Shelby frowned and lifted the end of the bed sheet. Sure enough, Tchlinsky's right leg was gone below the knee. All that was left was a blackened stump. Shelby smelt the odour of burnt flesh and covered his mouth.
"Shelby, look."
He dropped the cover and almost jumped.
Captain Tchlinsky wasn't staring through them any longer - he was staring right at Shelby. Malakov was holding the captain's charts in his hand, but the captain was gripping Malakov's wrist. His mouth opened and closed.
"Captain Tchlinsky?" Malakov ventured.
Slowly, the captain turned his head toward Malakov.
"Captain Tchlinsky, can you hear me?"
Tchlinsky opened his mouth, but only a hoarse moan came out.
"Captain, do you remember what happened?"
The captain let go of Malakov's arm. His face began to quiver. Beads of sweat formed visibly on his brow. He started grinding his teeth.
"Malakov," said Shelby gently.
Urine was blooming through the sheet above Tchlinsky's crotch.
"I think he remembers all right."
"The devil!" the captain suddenly cried.
Both Malakov and Shelby started.
Malakov leant in close. "Captain, I know it's difficult, I know you don't want to, but if you can remember, tell me: what was the devil doing?"
Tchlinsky choked on the words.
"Captain?"
"It's the drugs," Shelby said.
"No. He's trying to say something."
Tchlinsky's mouth changed shape repeatedly, as if trying out all the different words that came to mind before he found the right one.

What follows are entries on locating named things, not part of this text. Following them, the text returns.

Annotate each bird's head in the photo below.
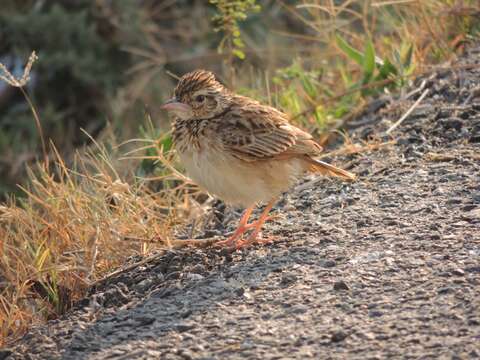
[161,70,230,120]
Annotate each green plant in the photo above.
[335,34,415,95]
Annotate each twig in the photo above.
[385,89,430,135]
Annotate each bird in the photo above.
[161,70,356,249]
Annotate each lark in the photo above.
[162,70,355,249]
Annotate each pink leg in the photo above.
[236,200,276,249]
[216,205,255,246]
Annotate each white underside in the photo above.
[179,149,303,207]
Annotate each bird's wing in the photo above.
[218,103,322,162]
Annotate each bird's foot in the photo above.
[235,233,277,250]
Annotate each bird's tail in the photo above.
[308,158,357,181]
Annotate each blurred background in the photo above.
[0,0,479,197]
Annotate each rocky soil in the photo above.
[4,48,480,360]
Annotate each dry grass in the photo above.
[0,0,480,344]
[0,131,201,343]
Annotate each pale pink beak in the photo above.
[160,97,191,112]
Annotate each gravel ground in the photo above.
[6,48,480,359]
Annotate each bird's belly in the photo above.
[179,148,303,207]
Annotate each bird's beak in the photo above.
[160,97,191,112]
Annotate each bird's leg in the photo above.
[236,200,276,249]
[216,205,255,246]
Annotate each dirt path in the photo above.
[7,49,480,360]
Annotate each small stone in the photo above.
[174,323,195,332]
[0,349,12,360]
[452,268,465,276]
[320,259,337,268]
[331,330,348,342]
[368,310,383,317]
[333,280,350,291]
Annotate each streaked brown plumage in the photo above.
[163,70,355,248]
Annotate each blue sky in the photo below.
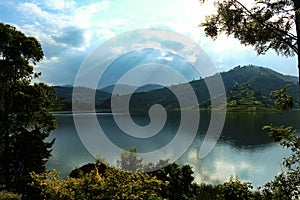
[0,0,297,85]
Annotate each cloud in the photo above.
[52,26,85,48]
[44,0,76,10]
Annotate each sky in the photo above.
[0,0,298,85]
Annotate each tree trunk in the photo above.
[294,0,300,85]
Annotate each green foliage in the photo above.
[201,0,300,56]
[263,86,300,199]
[32,167,163,200]
[0,191,21,200]
[217,177,253,200]
[0,23,56,199]
[264,126,300,199]
[271,85,294,110]
[117,147,143,172]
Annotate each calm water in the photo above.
[47,111,300,186]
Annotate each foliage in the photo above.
[201,0,300,56]
[200,0,300,81]
[263,86,300,199]
[32,167,163,200]
[117,147,143,172]
[217,177,253,200]
[0,191,21,200]
[264,126,300,199]
[0,23,55,198]
[271,85,294,110]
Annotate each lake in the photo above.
[47,111,300,187]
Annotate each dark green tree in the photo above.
[200,0,300,83]
[0,23,56,197]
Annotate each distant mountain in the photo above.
[53,86,111,111]
[101,65,298,111]
[99,84,163,94]
[54,65,299,111]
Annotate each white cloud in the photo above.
[44,0,76,10]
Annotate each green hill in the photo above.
[54,65,299,111]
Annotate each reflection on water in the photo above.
[47,111,300,186]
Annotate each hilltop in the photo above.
[54,65,299,111]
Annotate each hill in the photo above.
[54,65,299,111]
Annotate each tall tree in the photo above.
[0,23,56,195]
[200,0,300,83]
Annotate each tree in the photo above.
[200,0,300,83]
[0,23,56,196]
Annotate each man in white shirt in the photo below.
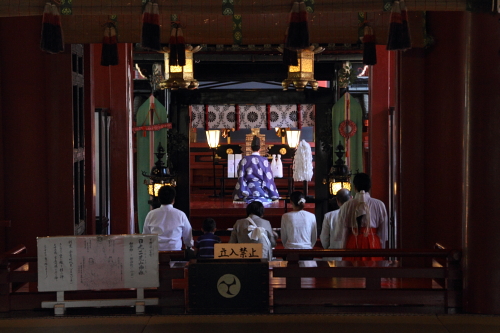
[142,185,193,251]
[320,188,352,260]
[333,173,388,252]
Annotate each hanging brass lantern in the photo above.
[279,45,325,91]
[160,44,201,90]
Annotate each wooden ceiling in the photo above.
[0,0,465,47]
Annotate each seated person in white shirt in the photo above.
[142,185,193,251]
[281,191,318,249]
[319,188,352,260]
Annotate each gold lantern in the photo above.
[329,142,351,195]
[280,45,325,91]
[160,44,201,90]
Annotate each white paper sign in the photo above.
[214,243,262,259]
[37,235,159,291]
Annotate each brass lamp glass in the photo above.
[330,181,351,195]
[160,49,199,90]
[281,48,318,91]
[205,130,220,149]
[286,130,300,149]
[148,183,175,197]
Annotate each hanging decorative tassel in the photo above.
[399,0,411,50]
[278,28,299,66]
[176,26,186,66]
[40,2,64,54]
[168,23,178,66]
[387,1,404,50]
[363,25,377,65]
[141,1,161,51]
[101,22,118,66]
[285,1,309,50]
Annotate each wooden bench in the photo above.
[0,248,185,314]
[0,246,462,314]
[272,249,462,313]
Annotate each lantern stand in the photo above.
[142,142,177,209]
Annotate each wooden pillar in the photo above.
[92,43,135,234]
[314,102,334,228]
[457,13,500,314]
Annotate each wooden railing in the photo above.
[0,248,185,314]
[272,249,462,313]
[0,246,462,314]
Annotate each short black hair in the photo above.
[250,135,260,151]
[337,188,351,204]
[158,185,176,205]
[202,217,215,232]
[247,201,264,217]
[352,172,372,192]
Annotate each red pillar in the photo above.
[457,13,500,314]
[0,16,74,250]
[91,44,134,234]
[369,45,395,207]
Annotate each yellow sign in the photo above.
[214,243,262,259]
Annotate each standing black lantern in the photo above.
[142,142,176,208]
[329,142,351,195]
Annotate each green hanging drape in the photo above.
[135,98,168,233]
[332,93,363,188]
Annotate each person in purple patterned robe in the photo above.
[233,136,279,203]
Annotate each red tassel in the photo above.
[40,3,64,54]
[285,1,309,50]
[234,104,240,131]
[101,22,118,66]
[387,1,409,51]
[266,104,271,130]
[205,104,209,131]
[168,24,178,66]
[399,0,411,50]
[141,2,161,51]
[363,25,377,65]
[297,104,302,129]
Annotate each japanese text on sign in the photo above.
[37,235,159,291]
[214,243,262,259]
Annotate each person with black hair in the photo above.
[142,185,193,251]
[195,217,220,259]
[319,188,352,254]
[334,173,388,261]
[233,135,279,203]
[281,191,318,249]
[229,201,278,260]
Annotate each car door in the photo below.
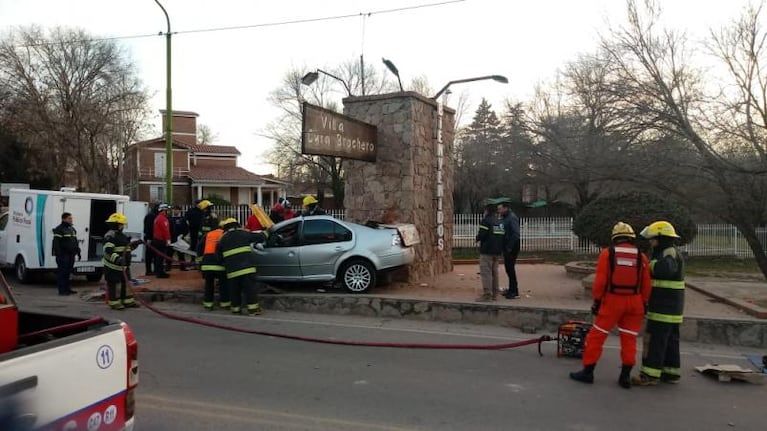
[253,219,303,281]
[301,217,353,280]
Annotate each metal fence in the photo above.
[185,205,767,258]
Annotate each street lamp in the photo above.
[381,57,405,91]
[301,69,352,96]
[154,0,173,205]
[432,75,509,100]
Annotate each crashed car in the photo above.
[253,216,419,293]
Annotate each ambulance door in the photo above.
[125,201,149,262]
[61,196,92,261]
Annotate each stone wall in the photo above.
[344,92,455,282]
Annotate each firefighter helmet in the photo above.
[106,213,128,226]
[639,221,679,239]
[219,217,240,227]
[612,221,636,241]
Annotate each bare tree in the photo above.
[0,27,146,191]
[603,1,767,277]
[197,124,218,145]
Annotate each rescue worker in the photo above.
[570,221,651,389]
[152,204,171,278]
[301,195,325,217]
[53,213,81,296]
[196,219,232,311]
[184,199,213,250]
[101,213,139,310]
[476,199,506,302]
[631,221,684,386]
[216,217,267,315]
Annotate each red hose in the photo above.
[135,243,555,356]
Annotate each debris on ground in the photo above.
[695,364,767,385]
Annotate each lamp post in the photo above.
[301,69,352,96]
[432,74,509,252]
[432,75,509,100]
[154,0,173,205]
[381,57,405,92]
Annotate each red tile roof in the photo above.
[136,137,242,156]
[189,166,264,185]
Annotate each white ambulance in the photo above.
[0,189,148,283]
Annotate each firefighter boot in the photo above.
[618,365,632,389]
[570,364,596,383]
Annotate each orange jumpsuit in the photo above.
[583,242,652,366]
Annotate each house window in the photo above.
[149,186,165,202]
[154,153,165,178]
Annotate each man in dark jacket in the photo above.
[216,218,266,315]
[476,199,506,302]
[144,204,159,275]
[165,205,189,271]
[498,198,521,299]
[53,213,81,295]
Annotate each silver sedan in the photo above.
[253,216,418,293]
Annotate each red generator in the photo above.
[0,274,19,354]
[557,320,591,358]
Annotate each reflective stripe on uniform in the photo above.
[200,265,226,272]
[221,245,251,257]
[647,311,683,323]
[639,366,661,379]
[618,326,639,337]
[226,267,256,278]
[652,280,684,290]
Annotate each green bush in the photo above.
[573,192,697,247]
[205,193,232,207]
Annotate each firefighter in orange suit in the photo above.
[570,222,652,389]
[196,219,226,311]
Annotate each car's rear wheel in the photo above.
[340,259,376,293]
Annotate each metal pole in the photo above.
[154,0,173,205]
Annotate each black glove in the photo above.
[591,299,602,316]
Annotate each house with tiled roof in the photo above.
[125,110,289,205]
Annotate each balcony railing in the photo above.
[139,167,189,178]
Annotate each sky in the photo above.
[0,0,748,174]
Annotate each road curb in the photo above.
[684,280,767,319]
[137,291,767,348]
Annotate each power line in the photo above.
[12,0,466,48]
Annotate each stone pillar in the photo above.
[344,92,455,282]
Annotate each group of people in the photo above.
[476,198,520,302]
[570,221,684,389]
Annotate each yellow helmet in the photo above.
[106,213,128,226]
[639,221,679,239]
[218,217,240,227]
[612,221,636,240]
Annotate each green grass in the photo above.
[453,248,762,278]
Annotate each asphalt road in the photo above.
[10,286,767,431]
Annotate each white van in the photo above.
[0,189,147,283]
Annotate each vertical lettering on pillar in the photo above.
[437,102,445,251]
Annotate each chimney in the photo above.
[160,109,199,145]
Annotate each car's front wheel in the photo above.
[340,259,376,293]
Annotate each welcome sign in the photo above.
[301,102,378,162]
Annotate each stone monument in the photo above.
[343,91,455,282]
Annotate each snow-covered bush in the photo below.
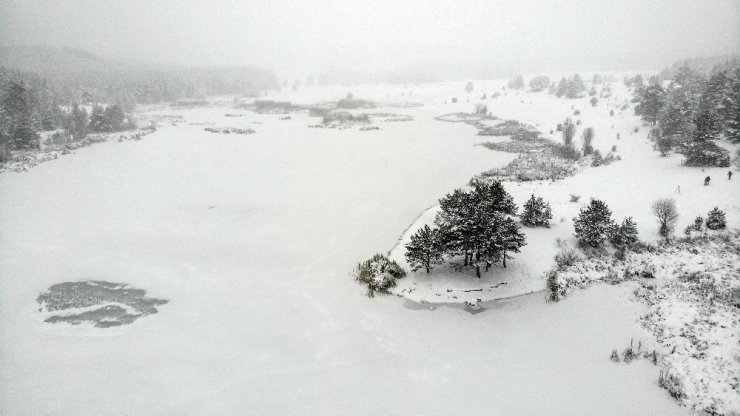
[609,217,638,250]
[683,217,704,237]
[681,140,730,168]
[354,254,406,297]
[406,225,444,273]
[707,207,727,230]
[581,127,594,156]
[521,194,552,228]
[562,118,576,147]
[591,149,604,167]
[555,238,581,270]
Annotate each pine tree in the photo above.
[477,212,526,273]
[555,78,568,98]
[435,181,524,277]
[725,68,740,143]
[573,199,613,247]
[68,104,88,141]
[707,207,727,230]
[521,194,552,228]
[658,88,694,141]
[89,105,110,132]
[105,104,126,131]
[406,225,444,273]
[2,82,39,150]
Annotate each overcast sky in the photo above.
[0,0,740,76]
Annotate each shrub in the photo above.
[521,194,552,228]
[355,254,406,297]
[529,75,550,92]
[547,270,560,302]
[337,98,375,110]
[658,371,686,400]
[654,136,673,156]
[681,140,730,168]
[707,207,727,230]
[604,152,620,165]
[562,118,576,147]
[609,217,638,250]
[573,199,614,248]
[581,127,594,156]
[591,149,604,167]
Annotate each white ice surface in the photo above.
[0,83,703,415]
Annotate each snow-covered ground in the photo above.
[390,81,740,303]
[0,77,724,415]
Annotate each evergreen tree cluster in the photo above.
[629,60,740,167]
[707,207,727,230]
[529,75,550,92]
[573,199,638,250]
[555,74,586,98]
[508,75,524,90]
[89,104,126,132]
[521,194,552,228]
[406,181,526,277]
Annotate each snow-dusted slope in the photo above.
[0,79,716,415]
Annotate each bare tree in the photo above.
[653,198,678,240]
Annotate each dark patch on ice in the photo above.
[36,280,167,328]
[403,299,488,315]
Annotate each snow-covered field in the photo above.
[0,77,740,415]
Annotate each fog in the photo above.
[0,0,740,78]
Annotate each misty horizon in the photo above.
[0,1,740,79]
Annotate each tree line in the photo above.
[628,61,740,167]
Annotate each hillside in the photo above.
[0,46,278,104]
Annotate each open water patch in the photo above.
[36,280,167,328]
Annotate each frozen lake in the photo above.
[0,103,683,415]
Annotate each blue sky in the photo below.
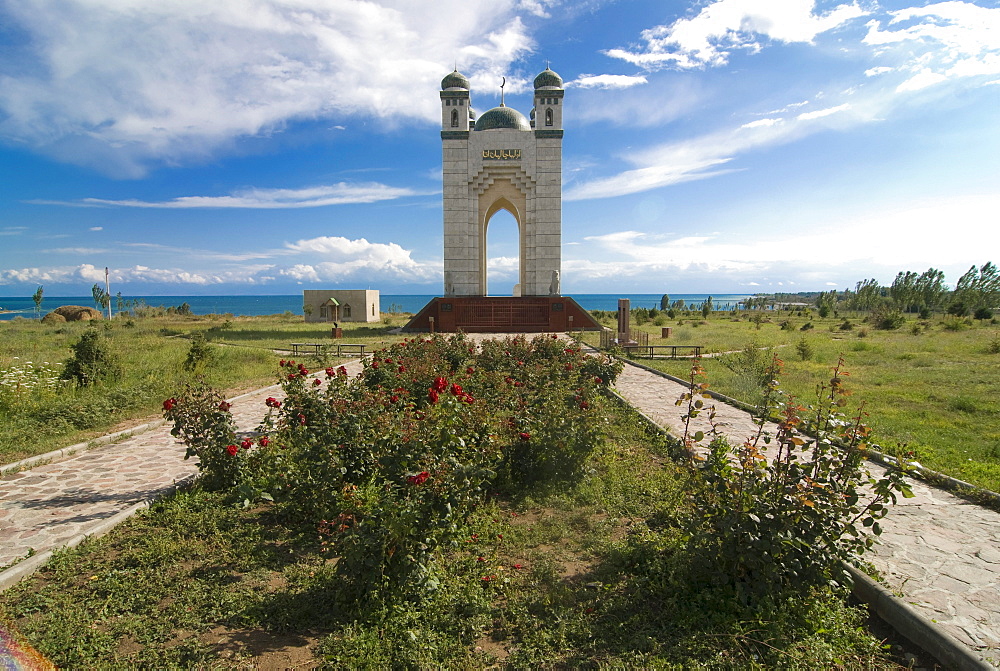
[0,0,1000,296]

Malakov got in even closer.
The captain managed a whisper: a couple of broken sentences, which he stuttered. Then he fell back against the pillow, exhausted.
Malakov took a step back.
"What did he say?" Shelby asked.
"He thinks it was searching for something."
Shelby frowned. "Searching for what?"
"I don't know. He doesn't know. But he says whatever it was looking for, it didn't find it - and it was really pissed off about that."
* * *
The hunter looked down at the panel on his arm. The green circle on the last screen was almost complete now and spinning more wildly than ever before.
That meant he was close.
He felt like deactivating his invisibility cloak, extending his spear to its full length and dealing a triumphant war cry toward the sun.
But that would wait.
The hunter started down the hill at full pelt. At the bottom was this strange confluence of metal tracks. It was probably down there.
As he ran, several long vehicles chugged along the various different tracks, belching out black smoke through small funnels mounted on top of them. They all stopped briefly at the bottom of the hill, though not always at the same place, and when they moved off again, they did so with a couple of loud hoots.
Halfway down, he checked the panel again.
But this couldn't be. The green circle wasn't spinning so wildly. It wasn't even as complete as it had been back at the top of the hill.
The hunter smacked the panel with the back of his hand. But it didn't make any difference. Slowly the realisation dawned on him.
He swung his arms back to scream at the sky. Then he extended his spear anyway - and his wrist-blades shot out with rage.
NOTES:
The longest chapter so far, though only by thirty words, and only because at the last minute I decided to carry over a scene from the next chapter that fitted better in a more truncated form at the end of this one. Namely, the Predator's final massacre. This is roughly the two-thirds mark, and the next chapter sees everything change as things escalate, both toward the Cuban Missile Crisis, and toward the end of the story. I'm acutely aware that Malakov and Shelby have got bogged down in mere detective work, instead of fighting the Predator, so envisage a two-chapter pay-off showdown at the end of the story.